Woman Who Lost Baby Can Pursue Claims


     LOS ANGELES (CN) – An Albertsons worker who blamed conditions at the supermarket chain for the premature death of her baby scored a partial victory in court when a federal judge refused to dismiss her retaliation claims.
     In a June 26, 2013 lawsuit, former manager Reyna Garcia claimed Albertsons refused to accommodate her during a high-risk pregnancy, by making her lift heavy items, including 50 pound totes and heavy boxes of liquor.
     Garcia said she told her supervisor Charles Compston that she needed accommodations at the Atascadero store, because she had previously given birth prematurely. He refused her requests, even when she presented him with doctor notes stating that she could not lift more than 15 pounds, she claimed.
     On Nov. 12, 2012, Compston allegedly told Garcia to carry on working when she was “experiencing tremendous pelvic pressure.”
     When she returned from work that day, “her amniotic sac began to bulge from between her legs and she was rushed to the emergency room. At twenty weeks’ gestation, her doctor thought her body might rebuild the amniotic sac,” the complaint states.
     Garcia’s water broke two days later. “Garcia remained hospitalized and was able to keep her baby inside of her and alive for three days, at which point it became clear to her doctor that her baby would not rebuild the amniotic sac and that the baby was brain damaged,” the complaint states. The doctor induced labor on Nov. 17, and Garcia delivered a baby girl “who survived for no more than 10 minutes before dying.”
     Garcia said she needed 6 weeks to recover, and exercised her rights under the Family Medical Leave Act to take the time off. When she returned to work from medical leave, on Jan. 2, 2013, she says Compston and another supervisor, Lauren Mosely, retaliated against her by writing her up and stripping her of her managerial responsibilities.
     In her Oct. 3 order, U.S. District Judge Christina Snyder sought to unravel several complexities in the case.
     Albertson’s LLC bought out New Albertson’s on March 21, 2013. When the LLC executed the buyout it took control of the supermarket chain, and Garcia became an employee of the new owner.

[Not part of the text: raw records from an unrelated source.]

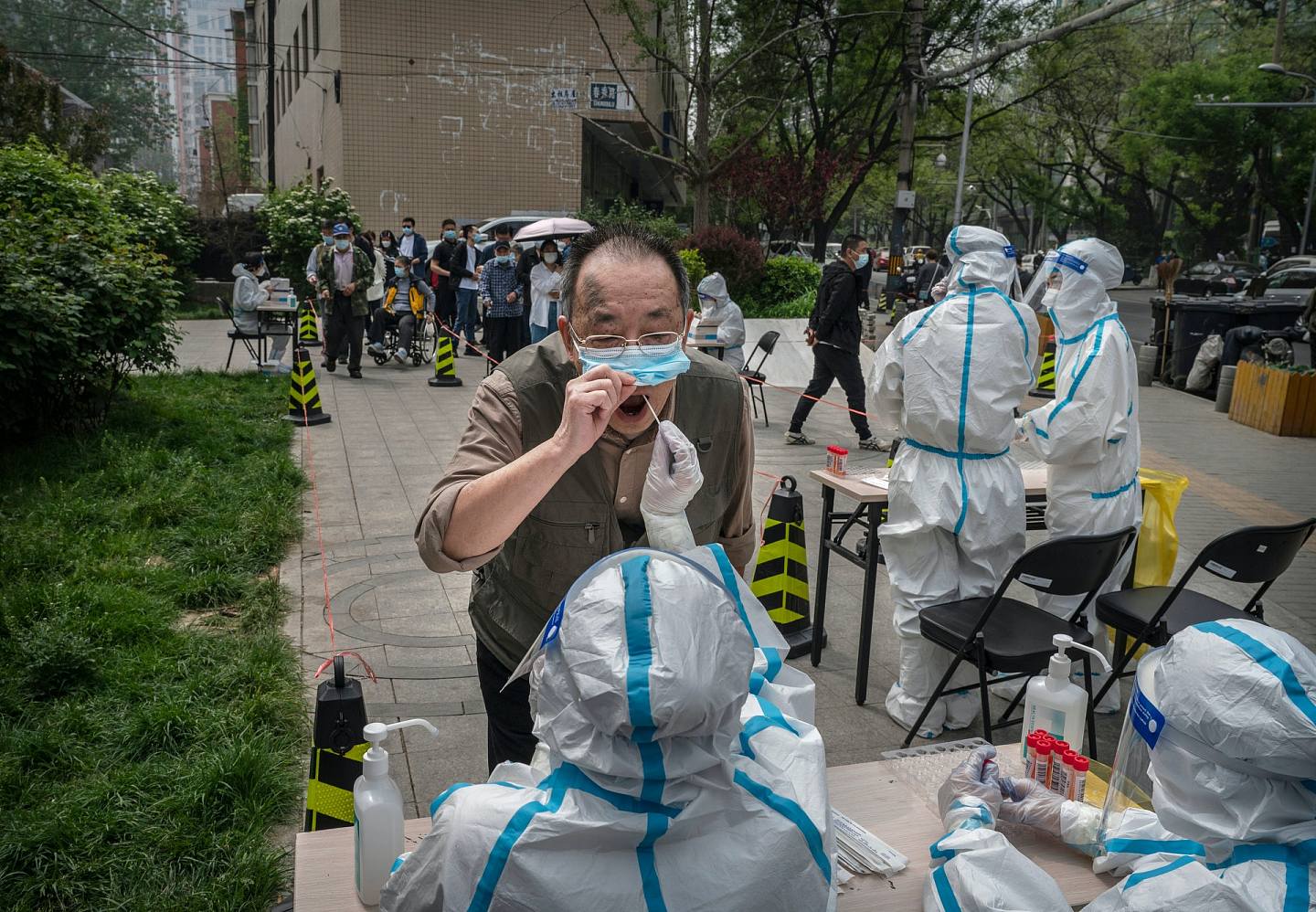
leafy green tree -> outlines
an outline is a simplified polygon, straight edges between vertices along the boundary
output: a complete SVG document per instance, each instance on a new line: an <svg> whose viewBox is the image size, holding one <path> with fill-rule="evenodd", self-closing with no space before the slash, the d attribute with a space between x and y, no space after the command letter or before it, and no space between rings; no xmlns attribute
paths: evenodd
<svg viewBox="0 0 1316 912"><path fill-rule="evenodd" d="M100 420L130 375L176 363L174 267L95 175L0 147L0 428Z"/></svg>
<svg viewBox="0 0 1316 912"><path fill-rule="evenodd" d="M201 250L195 234L196 208L149 171L107 171L100 178L114 212L128 220L128 240L164 254L179 280L191 276Z"/></svg>
<svg viewBox="0 0 1316 912"><path fill-rule="evenodd" d="M64 113L59 84L0 47L0 145L37 137L79 165L93 165L109 147L105 118L95 109Z"/></svg>
<svg viewBox="0 0 1316 912"><path fill-rule="evenodd" d="M307 254L320 243L320 222L345 217L354 230L361 230L361 216L351 208L351 197L333 179L316 187L311 178L304 178L287 190L274 190L255 211L255 217L270 238L266 251L270 271L292 279L299 299L312 293L307 282Z"/></svg>
<svg viewBox="0 0 1316 912"><path fill-rule="evenodd" d="M167 39L168 30L182 26L159 0L100 1L141 32L83 0L13 0L0 22L9 47L104 116L112 154L126 162L159 142L174 122L168 99L151 76L168 51L146 33Z"/></svg>

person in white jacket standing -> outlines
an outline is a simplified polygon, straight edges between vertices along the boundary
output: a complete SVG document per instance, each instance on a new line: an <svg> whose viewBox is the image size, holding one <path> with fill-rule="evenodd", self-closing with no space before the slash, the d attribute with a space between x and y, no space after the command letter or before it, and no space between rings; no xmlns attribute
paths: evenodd
<svg viewBox="0 0 1316 912"><path fill-rule="evenodd" d="M1023 438L1049 465L1046 529L1051 537L1099 536L1142 521L1137 358L1107 293L1123 279L1120 251L1090 237L1048 254L1024 299L1033 309L1048 305L1055 325L1055 399L1019 420ZM1129 549L1098 595L1121 588L1132 561ZM1065 619L1082 601L1082 596L1037 595L1041 608ZM1088 609L1087 624L1096 647L1108 651L1105 625L1095 609ZM1099 679L1104 674L1092 670L1094 694L1104 686ZM1096 711L1119 709L1116 682Z"/></svg>
<svg viewBox="0 0 1316 912"><path fill-rule="evenodd" d="M726 291L721 272L705 275L699 283L699 322L717 326L717 341L725 345L722 361L734 370L745 366L745 316Z"/></svg>
<svg viewBox="0 0 1316 912"><path fill-rule="evenodd" d="M1011 297L1017 267L1005 236L959 225L946 238L949 293L887 336L873 367L874 417L904 437L879 528L891 576L900 676L887 713L912 729L951 653L919 634L924 608L992 594L1024 553L1024 479L1009 453L1015 408L1033 386L1037 317ZM973 670L950 680L963 686ZM942 697L919 726L966 728L980 699Z"/></svg>
<svg viewBox="0 0 1316 912"><path fill-rule="evenodd" d="M530 270L530 343L558 332L558 301L562 299L562 255L557 241L540 245L540 262Z"/></svg>
<svg viewBox="0 0 1316 912"><path fill-rule="evenodd" d="M233 322L243 333L258 333L261 317L255 309L268 300L270 271L265 266L265 257L253 250L233 267ZM283 365L283 351L287 347L287 336L270 336L270 350L262 367L276 367L280 372L291 372L292 368Z"/></svg>

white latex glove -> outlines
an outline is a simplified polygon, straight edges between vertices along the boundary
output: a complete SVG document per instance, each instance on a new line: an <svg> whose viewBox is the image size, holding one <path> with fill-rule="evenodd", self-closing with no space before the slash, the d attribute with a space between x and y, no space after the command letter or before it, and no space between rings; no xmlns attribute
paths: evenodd
<svg viewBox="0 0 1316 912"><path fill-rule="evenodd" d="M650 547L676 553L695 547L686 507L703 484L704 472L695 445L671 421L661 421L645 490L640 495L640 515Z"/></svg>
<svg viewBox="0 0 1316 912"><path fill-rule="evenodd" d="M1000 770L996 767L996 747L990 744L974 747L969 759L951 770L937 791L937 809L946 829L954 829L970 817L994 826L1000 807Z"/></svg>
<svg viewBox="0 0 1316 912"><path fill-rule="evenodd" d="M1000 804L1000 819L1061 834L1061 809L1065 799L1036 779L1003 779L1000 790L1005 800Z"/></svg>
<svg viewBox="0 0 1316 912"><path fill-rule="evenodd" d="M641 512L655 516L684 513L703 484L704 472L699 469L695 445L671 421L659 421L645 491L640 497Z"/></svg>

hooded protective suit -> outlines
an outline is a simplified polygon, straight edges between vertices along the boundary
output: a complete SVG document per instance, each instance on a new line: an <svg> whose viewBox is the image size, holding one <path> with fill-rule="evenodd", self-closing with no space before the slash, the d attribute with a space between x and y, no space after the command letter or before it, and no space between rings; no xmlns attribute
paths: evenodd
<svg viewBox="0 0 1316 912"><path fill-rule="evenodd" d="M900 678L886 707L907 728L951 658L919 636L919 612L991 595L1024 551L1024 480L1009 443L1015 407L1033 383L1037 318L1009 296L1015 250L1003 234L961 225L946 251L949 293L900 321L873 376L878 422L905 438L879 536L900 637ZM962 674L951 683L973 679L971 669ZM973 694L946 697L920 734L963 728L978 707Z"/></svg>
<svg viewBox="0 0 1316 912"><path fill-rule="evenodd" d="M440 795L382 908L828 908L826 762L784 654L719 545L604 558L526 657L534 762Z"/></svg>
<svg viewBox="0 0 1316 912"><path fill-rule="evenodd" d="M1138 686L1148 680L1155 715L1130 707L1126 725L1157 722L1140 736L1154 741L1155 812L1108 813L1103 828L1098 808L1032 780L1003 780L1028 795L994 804L986 782L951 776L959 796L932 846L925 909L1067 912L1055 883L995 832L998 819L1041 825L1096 855L1094 870L1124 876L1087 912L1316 908L1316 655L1287 633L1230 620L1190 626L1142 663L1152 667ZM1136 747L1121 740L1117 771Z"/></svg>
<svg viewBox="0 0 1316 912"><path fill-rule="evenodd" d="M1029 288L1026 300L1045 300L1055 324L1055 399L1028 412L1019 428L1050 466L1046 528L1053 537L1104 534L1142 521L1137 359L1107 293L1123 278L1120 251L1083 238L1051 251ZM1098 594L1119 590L1132 561L1130 549ZM1057 617L1067 619L1080 603L1082 596L1037 596ZM1095 611L1087 620L1095 645L1108 651L1105 625ZM1094 670L1094 678L1101 674ZM1103 683L1094 680L1092 692ZM1098 711L1119 708L1112 687Z"/></svg>
<svg viewBox="0 0 1316 912"><path fill-rule="evenodd" d="M699 322L717 325L717 341L726 346L722 361L738 371L745 366L745 316L726 291L722 274L705 275L699 283Z"/></svg>

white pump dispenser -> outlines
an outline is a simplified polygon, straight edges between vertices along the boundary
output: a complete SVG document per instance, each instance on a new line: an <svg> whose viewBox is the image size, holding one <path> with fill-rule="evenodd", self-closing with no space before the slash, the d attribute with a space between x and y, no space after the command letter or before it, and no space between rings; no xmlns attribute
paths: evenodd
<svg viewBox="0 0 1316 912"><path fill-rule="evenodd" d="M361 776L353 786L355 811L357 898L362 905L379 905L379 891L403 854L403 795L388 778L388 751L383 742L390 732L420 725L438 737L438 729L424 719L403 722L370 722L365 737L370 750L361 759Z"/></svg>
<svg viewBox="0 0 1316 912"><path fill-rule="evenodd" d="M1091 653L1107 671L1111 663L1100 650L1074 642L1067 633L1051 637L1055 654L1051 655L1050 671L1032 678L1024 696L1024 763L1028 763L1028 736L1036 729L1044 729L1055 738L1083 753L1083 734L1087 726L1087 691L1070 680L1074 662L1066 654L1070 649Z"/></svg>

     Snyder therefore granted Albertson’s motion for summary judgment, finding that it cannot be held liable for “direct retaliatory action” after the sale, or as New Albertson’s liable corporate successor.
     But the judge otherwise denied the chain’s motion, finding that a jury must decide whether the owner is liable because employees “ratified prior malicious conduct” after the sale.

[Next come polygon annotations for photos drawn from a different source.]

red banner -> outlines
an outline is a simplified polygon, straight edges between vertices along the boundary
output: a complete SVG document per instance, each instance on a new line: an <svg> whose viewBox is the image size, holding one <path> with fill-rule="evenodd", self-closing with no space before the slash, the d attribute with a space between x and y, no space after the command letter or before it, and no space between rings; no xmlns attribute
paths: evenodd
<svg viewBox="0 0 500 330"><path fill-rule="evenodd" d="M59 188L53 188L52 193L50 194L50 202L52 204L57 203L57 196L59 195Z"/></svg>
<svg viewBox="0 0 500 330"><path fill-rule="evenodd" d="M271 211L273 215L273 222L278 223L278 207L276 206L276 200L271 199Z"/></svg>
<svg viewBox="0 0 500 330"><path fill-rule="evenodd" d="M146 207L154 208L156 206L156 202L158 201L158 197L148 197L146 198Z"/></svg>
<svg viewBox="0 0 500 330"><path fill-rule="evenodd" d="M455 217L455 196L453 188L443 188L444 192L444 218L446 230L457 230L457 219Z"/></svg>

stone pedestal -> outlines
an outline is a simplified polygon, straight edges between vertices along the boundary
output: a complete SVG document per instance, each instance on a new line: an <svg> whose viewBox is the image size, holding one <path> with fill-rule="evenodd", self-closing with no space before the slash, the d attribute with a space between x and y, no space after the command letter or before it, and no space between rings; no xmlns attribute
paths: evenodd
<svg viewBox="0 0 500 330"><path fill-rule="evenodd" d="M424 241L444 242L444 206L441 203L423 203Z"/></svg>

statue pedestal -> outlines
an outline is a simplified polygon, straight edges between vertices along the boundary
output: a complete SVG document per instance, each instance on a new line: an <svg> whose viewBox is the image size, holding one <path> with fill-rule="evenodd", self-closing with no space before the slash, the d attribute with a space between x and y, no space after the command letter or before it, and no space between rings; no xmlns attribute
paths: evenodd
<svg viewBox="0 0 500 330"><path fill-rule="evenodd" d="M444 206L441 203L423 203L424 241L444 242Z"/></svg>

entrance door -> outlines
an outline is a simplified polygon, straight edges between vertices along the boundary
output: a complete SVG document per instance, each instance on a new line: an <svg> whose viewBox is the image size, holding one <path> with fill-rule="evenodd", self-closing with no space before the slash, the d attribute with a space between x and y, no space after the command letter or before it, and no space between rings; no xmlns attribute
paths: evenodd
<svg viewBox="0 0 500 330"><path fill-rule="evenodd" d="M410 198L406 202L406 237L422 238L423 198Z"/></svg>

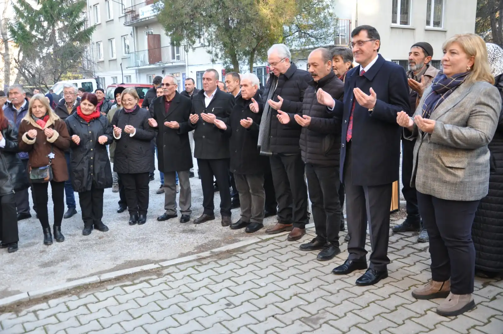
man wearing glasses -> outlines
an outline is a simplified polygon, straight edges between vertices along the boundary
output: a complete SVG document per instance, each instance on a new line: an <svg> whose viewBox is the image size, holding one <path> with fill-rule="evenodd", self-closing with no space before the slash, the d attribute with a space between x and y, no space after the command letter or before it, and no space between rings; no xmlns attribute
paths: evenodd
<svg viewBox="0 0 503 334"><path fill-rule="evenodd" d="M267 55L271 73L262 96L265 103L258 145L261 155L270 156L278 219L266 233L291 231L287 239L294 241L305 234L309 221L307 188L299 145L302 127L293 117L290 124L282 124L278 116L301 112L304 93L311 78L307 71L290 62L290 50L285 44L273 45Z"/></svg>
<svg viewBox="0 0 503 334"><path fill-rule="evenodd" d="M341 177L346 187L349 256L332 271L346 275L367 269L365 238L370 226L372 252L366 272L357 285L375 284L388 277L389 210L393 182L399 177L400 138L397 113L408 113L405 70L378 52L379 33L360 26L351 33L350 47L360 64L345 81L344 102L318 90L318 102L342 122Z"/></svg>
<svg viewBox="0 0 503 334"><path fill-rule="evenodd" d="M80 99L77 97L77 88L70 84L65 84L63 86L63 97L54 108L54 112L59 116L63 121L74 113L77 110L77 107L80 105ZM65 158L66 159L66 165L68 166L68 174L70 173L70 151L65 152ZM75 202L75 196L73 194L73 187L71 185L71 180L69 178L64 183L64 193L66 198L66 206L68 210L63 216L65 218L69 218L77 213L76 204Z"/></svg>

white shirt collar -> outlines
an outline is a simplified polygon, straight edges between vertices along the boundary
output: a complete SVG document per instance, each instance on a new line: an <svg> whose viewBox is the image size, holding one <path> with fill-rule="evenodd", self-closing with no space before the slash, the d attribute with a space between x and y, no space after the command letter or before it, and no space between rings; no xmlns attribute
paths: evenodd
<svg viewBox="0 0 503 334"><path fill-rule="evenodd" d="M366 66L363 68L363 70L364 70L366 73L367 72L368 72L369 70L370 70L370 67L372 67L372 65L374 65L374 64L375 64L376 63L376 62L377 61L377 58L379 58L379 54L378 54L377 56L376 56L376 57L374 58L374 59L372 61L371 61L370 63L369 63L368 65L367 65L367 66ZM360 73L362 73L362 65L360 65Z"/></svg>

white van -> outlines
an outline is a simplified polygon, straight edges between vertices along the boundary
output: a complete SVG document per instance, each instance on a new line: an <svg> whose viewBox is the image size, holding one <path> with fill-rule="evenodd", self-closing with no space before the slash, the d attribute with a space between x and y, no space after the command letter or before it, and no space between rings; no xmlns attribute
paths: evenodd
<svg viewBox="0 0 503 334"><path fill-rule="evenodd" d="M90 79L75 79L75 80L65 80L64 81L58 81L54 84L54 86L51 87L51 89L54 91L54 93L59 96L62 96L63 94L63 85L66 84L73 85L77 88L82 88L86 90L86 92L89 93L94 93L96 89L98 88L98 82L94 78Z"/></svg>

     Garcia alleged that two employees, labor relations official Stefanie Gusha and Albertsons director Brent Bohn, had approved Mosley and Compston’s conduct by failing to fire them, and that the new owners had adopted the same disability policies as New Albertson’s.
     Albertson’s LLC had adopted New Albertson’s policies “regarding disability accommodation, and has not disciplined or discharged either Compston or Mosley,” Snyder wrote.
     “The undisputed evidence alone would be sufficient for a jury to conclude that plaintiff’s employer ratified the alleged misconduct by failing to conduct an adequate investigation, failing to discipline the responsible employees despite knowledge of illegal conduct, or both,” according to the 24-page ruling.
     Compston testified that he had directed employees to help Garcia with heavy lifting. But Snyder found that that the employees were not interviewed until after Gusha learned of the lawsuit and began an investigation.
     “Some of these employees have testified that they were not directed to help plaintiff or informed of plaintiff’s medical restrictions,” Snyder wrote. “This evidence strengthens the court’s conclusion that a jury could conclude that Gusha and Bohn ratified Compston and Mosley’s conduct by failing to sufficiently investigate or discipline plaintiff’s supervisors.”
     It “did not matter” that Gusha and Bohn discovered Compston’s and Mosley’s conduct after the sale, Snyder added.
     “Neither Gusha’s nor Bohn’s job responsibilities changed significantly with the sale and, to plaintiff and similarly situated employees, it did not matter that Gusha and Bohn were receiving paychecks from a different company when they investigated the alleged misconduct and declined to revise corporate policy in light of it,” the judge wrote.